The filter and noise shaping should have more of an audible effect than the upsampling part. The ability to apply closer-to-ideal filtering is just dependent on higher sampling rates. And it is the filtering and noise-shaping that really chews up the processing time. Something you can easily experiment with in the trial version of HQPlayer for example - compare the coarser filters and lower-order noise-shapers on any level of upsampled content, and you’ll quickly see that.

5 Likes

Thinking about the context of this some more last night …

It’s probably worth pointing out (even though I would hope it is largely self-evident) that, absent wanting to alter the performance of a high-quality true-NOS DAC (such as the Holo Audio or Metrum units), upsampling/filtering is mostly in the realm of “things you tweak once you have everything else where you want it”.

For example, high-quality EQ will have a much more pronounced (and useful) effect on one’s listening than upsampling - and one that you can always ensure is beneficial to you, as you’re able to apply it “to taste”.

Buying a better transducer is the next most prominent change you can make, followed by amps and DACs.

Indeed, if we just focus on DACs as a case-in-point, just sitting here with the M-Scaler and three of Chord’s DACs (DAVE, Hugo 2, Qutest) that can take full advantage of it, I would say that while I do hear definite differences, all of which so far I would classify as improvements when applying the M-Scaler to the chain, what I do NOT find is that the addition of the M-Scaler alters the performance ranking of those units.

In other words, the M-Scaler -> Hugo 2 or M-Scaler -> Qutest chain does not, for me, result in an across-the-board better end result than using DAVE on its own.

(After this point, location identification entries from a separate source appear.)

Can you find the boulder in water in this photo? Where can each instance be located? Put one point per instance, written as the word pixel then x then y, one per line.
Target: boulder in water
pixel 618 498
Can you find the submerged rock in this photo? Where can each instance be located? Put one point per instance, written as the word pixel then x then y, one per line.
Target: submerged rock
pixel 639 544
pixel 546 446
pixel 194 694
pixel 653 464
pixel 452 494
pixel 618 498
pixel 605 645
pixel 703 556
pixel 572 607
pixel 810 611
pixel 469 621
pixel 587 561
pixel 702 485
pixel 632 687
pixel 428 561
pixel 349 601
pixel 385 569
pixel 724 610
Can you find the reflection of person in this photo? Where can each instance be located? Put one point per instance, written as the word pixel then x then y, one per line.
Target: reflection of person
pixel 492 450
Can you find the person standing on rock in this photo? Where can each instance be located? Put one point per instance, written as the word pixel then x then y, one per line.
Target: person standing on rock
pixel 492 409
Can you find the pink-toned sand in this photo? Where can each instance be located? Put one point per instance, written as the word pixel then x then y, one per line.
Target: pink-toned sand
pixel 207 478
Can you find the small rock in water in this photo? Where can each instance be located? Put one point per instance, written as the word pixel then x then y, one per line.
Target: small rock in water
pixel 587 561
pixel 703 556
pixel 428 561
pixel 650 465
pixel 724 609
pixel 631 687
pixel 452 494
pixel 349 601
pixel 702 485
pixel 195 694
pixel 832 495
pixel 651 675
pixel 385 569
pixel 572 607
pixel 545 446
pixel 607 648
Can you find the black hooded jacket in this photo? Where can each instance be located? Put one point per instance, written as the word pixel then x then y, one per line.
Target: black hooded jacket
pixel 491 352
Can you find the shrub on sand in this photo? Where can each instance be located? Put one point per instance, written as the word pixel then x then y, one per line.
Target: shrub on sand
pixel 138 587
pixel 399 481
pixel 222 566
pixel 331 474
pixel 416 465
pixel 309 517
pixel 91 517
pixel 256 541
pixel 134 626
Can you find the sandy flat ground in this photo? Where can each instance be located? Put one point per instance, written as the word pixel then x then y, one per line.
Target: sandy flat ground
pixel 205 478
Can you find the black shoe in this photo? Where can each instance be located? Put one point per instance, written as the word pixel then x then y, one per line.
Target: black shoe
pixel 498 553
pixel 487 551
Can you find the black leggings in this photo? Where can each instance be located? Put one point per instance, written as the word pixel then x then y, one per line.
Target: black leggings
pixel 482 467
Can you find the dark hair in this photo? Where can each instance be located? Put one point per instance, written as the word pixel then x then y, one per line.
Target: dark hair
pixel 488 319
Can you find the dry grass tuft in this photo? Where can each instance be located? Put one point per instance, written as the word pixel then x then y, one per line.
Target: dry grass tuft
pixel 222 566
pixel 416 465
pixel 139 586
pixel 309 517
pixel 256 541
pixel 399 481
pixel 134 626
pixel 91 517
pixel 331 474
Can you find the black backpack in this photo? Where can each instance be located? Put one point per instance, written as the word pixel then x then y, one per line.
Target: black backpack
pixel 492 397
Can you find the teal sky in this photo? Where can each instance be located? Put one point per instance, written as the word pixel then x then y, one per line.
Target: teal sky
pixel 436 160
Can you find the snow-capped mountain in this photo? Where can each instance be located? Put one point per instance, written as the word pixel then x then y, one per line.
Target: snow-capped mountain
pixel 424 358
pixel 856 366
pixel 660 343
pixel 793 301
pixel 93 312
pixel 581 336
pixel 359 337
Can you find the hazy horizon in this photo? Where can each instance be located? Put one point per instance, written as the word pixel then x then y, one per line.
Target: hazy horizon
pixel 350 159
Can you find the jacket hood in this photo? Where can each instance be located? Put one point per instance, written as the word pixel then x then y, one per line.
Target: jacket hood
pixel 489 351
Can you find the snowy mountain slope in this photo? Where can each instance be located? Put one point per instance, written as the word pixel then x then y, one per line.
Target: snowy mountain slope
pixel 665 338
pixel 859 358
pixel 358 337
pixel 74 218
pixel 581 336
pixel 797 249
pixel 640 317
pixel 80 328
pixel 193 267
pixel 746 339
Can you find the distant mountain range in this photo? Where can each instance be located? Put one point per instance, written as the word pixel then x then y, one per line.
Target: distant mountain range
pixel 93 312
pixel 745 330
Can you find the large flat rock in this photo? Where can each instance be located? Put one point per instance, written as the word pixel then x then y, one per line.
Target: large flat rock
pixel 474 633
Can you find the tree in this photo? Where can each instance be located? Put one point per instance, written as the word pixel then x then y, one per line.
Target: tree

Which would mean that if I was building my system again, I would still want to get to the point where I’d bought DAVE, and gotten the rest of my chain optimized, before I bought the M-Scaler.

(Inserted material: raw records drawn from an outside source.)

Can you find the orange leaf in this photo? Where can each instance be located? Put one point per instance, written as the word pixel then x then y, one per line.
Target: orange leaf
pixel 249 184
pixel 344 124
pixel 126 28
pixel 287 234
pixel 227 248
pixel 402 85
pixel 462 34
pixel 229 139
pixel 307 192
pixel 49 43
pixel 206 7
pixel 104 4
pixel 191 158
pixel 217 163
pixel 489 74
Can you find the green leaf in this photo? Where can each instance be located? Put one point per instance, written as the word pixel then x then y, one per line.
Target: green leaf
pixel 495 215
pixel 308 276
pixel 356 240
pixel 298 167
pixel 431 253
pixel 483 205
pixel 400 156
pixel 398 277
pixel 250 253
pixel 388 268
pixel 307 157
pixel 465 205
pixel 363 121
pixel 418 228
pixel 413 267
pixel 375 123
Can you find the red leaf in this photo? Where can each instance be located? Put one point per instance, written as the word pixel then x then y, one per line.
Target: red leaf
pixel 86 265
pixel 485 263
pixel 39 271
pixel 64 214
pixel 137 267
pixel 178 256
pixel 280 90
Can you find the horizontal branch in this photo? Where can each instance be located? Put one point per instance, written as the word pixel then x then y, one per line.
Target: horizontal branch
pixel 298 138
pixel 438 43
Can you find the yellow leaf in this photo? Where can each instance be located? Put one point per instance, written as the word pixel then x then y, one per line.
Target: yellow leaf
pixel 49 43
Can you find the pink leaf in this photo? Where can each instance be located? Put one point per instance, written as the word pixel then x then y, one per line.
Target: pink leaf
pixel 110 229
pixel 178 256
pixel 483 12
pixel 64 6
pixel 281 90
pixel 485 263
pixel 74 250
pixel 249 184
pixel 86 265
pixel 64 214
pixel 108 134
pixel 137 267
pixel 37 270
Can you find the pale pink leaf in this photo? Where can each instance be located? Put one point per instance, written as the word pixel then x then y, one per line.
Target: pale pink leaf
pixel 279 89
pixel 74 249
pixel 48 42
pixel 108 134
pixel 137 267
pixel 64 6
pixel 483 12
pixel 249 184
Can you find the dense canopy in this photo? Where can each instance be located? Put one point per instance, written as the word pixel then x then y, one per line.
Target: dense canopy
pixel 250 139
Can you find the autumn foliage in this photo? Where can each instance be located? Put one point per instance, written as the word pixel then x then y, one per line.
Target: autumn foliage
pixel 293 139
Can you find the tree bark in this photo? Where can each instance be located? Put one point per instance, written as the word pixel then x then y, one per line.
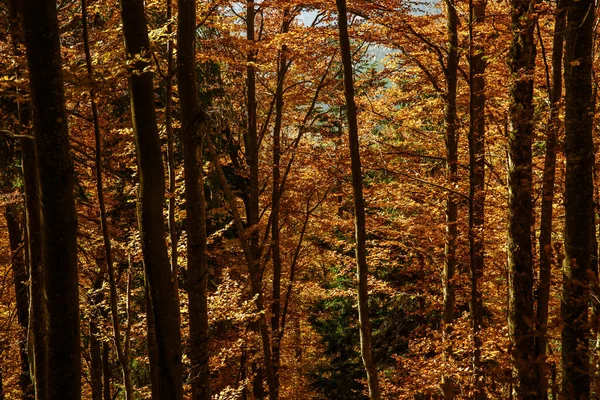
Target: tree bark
pixel 171 151
pixel 95 350
pixel 549 177
pixel 20 280
pixel 359 205
pixel 123 359
pixel 520 204
pixel 252 267
pixel 451 142
pixel 37 308
pixel 161 289
pixel 579 212
pixel 106 371
pixel 59 227
pixel 275 199
pixel 191 118
pixel 477 66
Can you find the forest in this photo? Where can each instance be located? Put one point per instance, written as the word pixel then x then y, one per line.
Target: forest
pixel 299 199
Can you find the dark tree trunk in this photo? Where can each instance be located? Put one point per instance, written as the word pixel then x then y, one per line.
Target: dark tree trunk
pixel 37 308
pixel 123 359
pixel 95 349
pixel 451 142
pixel 191 118
pixel 171 151
pixel 252 266
pixel 275 199
pixel 106 371
pixel 359 205
pixel 477 66
pixel 579 212
pixel 545 239
pixel 32 244
pixel 20 278
pixel 163 302
pixel 520 204
pixel 59 227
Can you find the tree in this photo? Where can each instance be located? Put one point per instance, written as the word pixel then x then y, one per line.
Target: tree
pixel 108 252
pixel 191 118
pixel 163 305
pixel 451 142
pixel 59 218
pixel 366 342
pixel 549 178
pixel 477 65
pixel 520 191
pixel 579 210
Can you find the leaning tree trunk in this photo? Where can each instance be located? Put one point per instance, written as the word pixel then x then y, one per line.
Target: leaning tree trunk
pixel 366 342
pixel 95 348
pixel 195 202
pixel 477 66
pixel 579 210
pixel 59 219
pixel 162 302
pixel 114 309
pixel 33 247
pixel 549 177
pixel 37 308
pixel 451 142
pixel 520 203
pixel 20 278
pixel 275 201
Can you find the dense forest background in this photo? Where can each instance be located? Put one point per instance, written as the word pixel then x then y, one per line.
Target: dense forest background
pixel 298 199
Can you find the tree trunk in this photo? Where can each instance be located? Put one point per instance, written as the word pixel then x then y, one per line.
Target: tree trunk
pixel 106 371
pixel 359 206
pixel 252 267
pixel 520 204
pixel 191 117
pixel 95 351
pixel 37 308
pixel 163 302
pixel 59 227
pixel 123 359
pixel 451 142
pixel 20 278
pixel 477 66
pixel 549 177
pixel 171 152
pixel 275 199
pixel 251 147
pixel 579 212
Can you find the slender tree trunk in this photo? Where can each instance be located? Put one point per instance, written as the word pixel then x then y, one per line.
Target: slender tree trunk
pixel 35 343
pixel 20 278
pixel 123 359
pixel 95 350
pixel 252 266
pixel 549 177
pixel 95 361
pixel 251 147
pixel 451 141
pixel 37 308
pixel 195 203
pixel 59 227
pixel 366 343
pixel 171 150
pixel 579 212
pixel 163 302
pixel 520 204
pixel 106 371
pixel 275 199
pixel 477 66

At least with software-based approaches the investment is far less (<$200 for the best software way to do this sort of thing I know of). Although to take that to its ultimate capability you’ll still be putting a couple of thousands dollars into the necessary hardware to run the software at that level reliably.

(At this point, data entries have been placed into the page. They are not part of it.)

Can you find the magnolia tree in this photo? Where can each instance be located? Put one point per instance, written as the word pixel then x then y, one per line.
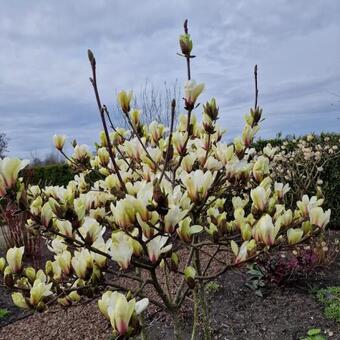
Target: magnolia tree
pixel 153 205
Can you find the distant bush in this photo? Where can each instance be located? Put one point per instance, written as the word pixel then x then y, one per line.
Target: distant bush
pixel 310 164
pixel 56 174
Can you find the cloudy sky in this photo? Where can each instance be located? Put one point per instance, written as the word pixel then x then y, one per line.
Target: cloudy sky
pixel 44 87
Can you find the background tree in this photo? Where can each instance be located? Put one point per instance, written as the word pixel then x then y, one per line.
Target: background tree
pixel 3 144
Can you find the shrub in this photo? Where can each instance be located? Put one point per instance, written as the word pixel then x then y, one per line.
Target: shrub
pixel 154 207
pixel 309 164
pixel 55 174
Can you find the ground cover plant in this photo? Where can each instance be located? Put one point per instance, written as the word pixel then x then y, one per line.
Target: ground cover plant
pixel 148 206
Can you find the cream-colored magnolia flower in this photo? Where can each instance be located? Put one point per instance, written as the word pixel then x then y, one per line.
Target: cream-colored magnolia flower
pixel 156 247
pixel 124 100
pixel 192 90
pixel 294 235
pixel 121 249
pixel 319 217
pixel 59 141
pixel 81 262
pixel 259 198
pixel 197 184
pixel 14 258
pixel 39 291
pixel 265 230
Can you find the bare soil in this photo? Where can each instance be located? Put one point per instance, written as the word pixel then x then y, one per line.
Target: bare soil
pixel 286 313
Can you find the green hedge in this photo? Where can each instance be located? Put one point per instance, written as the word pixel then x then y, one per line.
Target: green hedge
pixel 330 175
pixel 55 174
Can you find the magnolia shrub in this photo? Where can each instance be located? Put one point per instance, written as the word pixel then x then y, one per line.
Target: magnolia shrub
pixel 152 200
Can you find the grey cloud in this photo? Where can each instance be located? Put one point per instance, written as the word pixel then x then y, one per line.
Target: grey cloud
pixel 44 85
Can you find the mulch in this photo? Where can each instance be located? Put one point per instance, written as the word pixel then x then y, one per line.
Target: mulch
pixel 286 313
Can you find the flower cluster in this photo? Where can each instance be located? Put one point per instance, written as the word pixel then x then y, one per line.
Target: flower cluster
pixel 140 198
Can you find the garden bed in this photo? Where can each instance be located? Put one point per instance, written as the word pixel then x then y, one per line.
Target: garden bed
pixel 236 312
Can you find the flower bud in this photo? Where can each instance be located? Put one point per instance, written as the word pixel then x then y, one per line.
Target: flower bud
pixel 8 277
pixel 103 156
pixel 59 141
pixel 211 110
pixel 174 262
pixel 14 258
pixel 124 100
pixel 2 264
pixel 29 272
pixel 19 300
pixel 185 43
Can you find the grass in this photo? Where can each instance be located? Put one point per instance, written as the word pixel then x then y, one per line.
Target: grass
pixel 330 298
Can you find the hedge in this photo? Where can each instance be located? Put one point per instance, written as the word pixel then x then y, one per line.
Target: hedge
pixel 55 174
pixel 330 175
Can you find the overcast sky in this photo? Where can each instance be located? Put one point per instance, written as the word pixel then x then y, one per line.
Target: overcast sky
pixel 44 87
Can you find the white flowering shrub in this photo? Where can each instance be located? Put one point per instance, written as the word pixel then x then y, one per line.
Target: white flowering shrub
pixel 152 202
pixel 308 164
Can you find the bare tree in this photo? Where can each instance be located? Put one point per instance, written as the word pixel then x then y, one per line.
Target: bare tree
pixel 154 102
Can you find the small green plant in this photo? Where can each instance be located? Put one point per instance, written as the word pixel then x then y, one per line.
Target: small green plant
pixel 212 287
pixel 4 313
pixel 256 280
pixel 314 334
pixel 330 298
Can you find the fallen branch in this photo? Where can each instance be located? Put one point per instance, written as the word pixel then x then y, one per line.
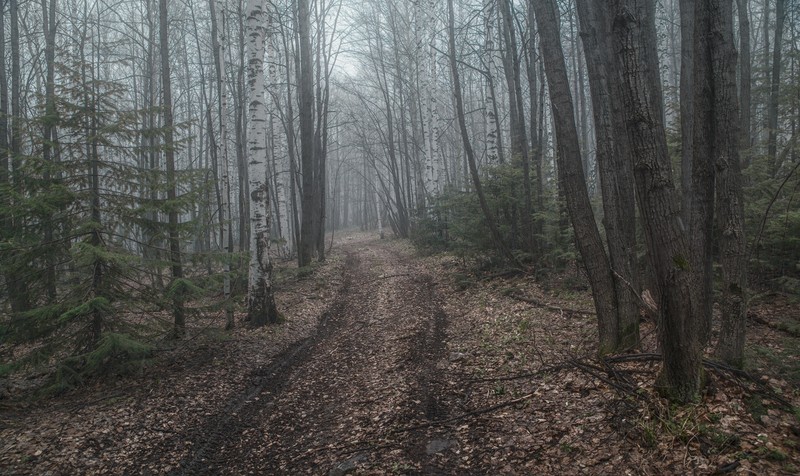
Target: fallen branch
pixel 538 373
pixel 550 307
pixel 479 411
pixel 777 327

Anyway, long story-short … there’s what upsampling is useful for as applied internally in almost all DACs, and the number of rather tricky problems it helps to address there vs. extreme upsampling and special filtering beyond that. The former is high-value, low-cost, the latter is higher-cost and the value is heavily dependent on a number of other factors.

6 Likes

The joys of this hobby are that there are sooo many options, and anyone person will never have the same thing as another. Allowing for these types of knowledge passing and discussion =) I think that Upsampling is just another cool thing that is an option in the chain of many other tweaks/mods you can do. I also agree it is the pursuit of ones own preference to perfection that allows for these types of discussions and hobby. I started researching this and knew that others had way more knowledge than I do, and majority of the articles I found were too biased in ones own opinion for me to take overly seriously. Hence me posting it here. Thank you for taking the time to post valuable information, and passing down some knowledge!

3 Likes

I was recently using a trial version of this software - https://topazlabs.com/gigapixel-ai/ - to greatly increase a medium size image to large scale hi-res, amazing that it actually added realistic and accurate-looking fine detail to small fuzzy details where the information wasn’t really there, actually making shells on a beach, wooden details and scraped paint, pieces of equipment etc. on an old boat make sense and become recognizable as distinct objects. Kind of magic, fueled by machine learning and neural networks that learned from thousands of other images to realistically fill the gaps while enlarging. (Actually far more impressive in use than the examples even show). Was wondering if this sort of machine learning could be applied to audio to create more detail and realism, and how that differs from upscaling on current appriaches like for the m scaler. Mr. Watts?

2 Likes

This is part and parcel of electric guitar / synthesizer effects in creation and production. The problem is that adding ‘details and realism’ at playback fundamentally changes the music to something different than the artist intended, and can radically shift the presentation to different genre or era. Playback calls for relatively modest changes to preserve the nuances, edges, and details of the original.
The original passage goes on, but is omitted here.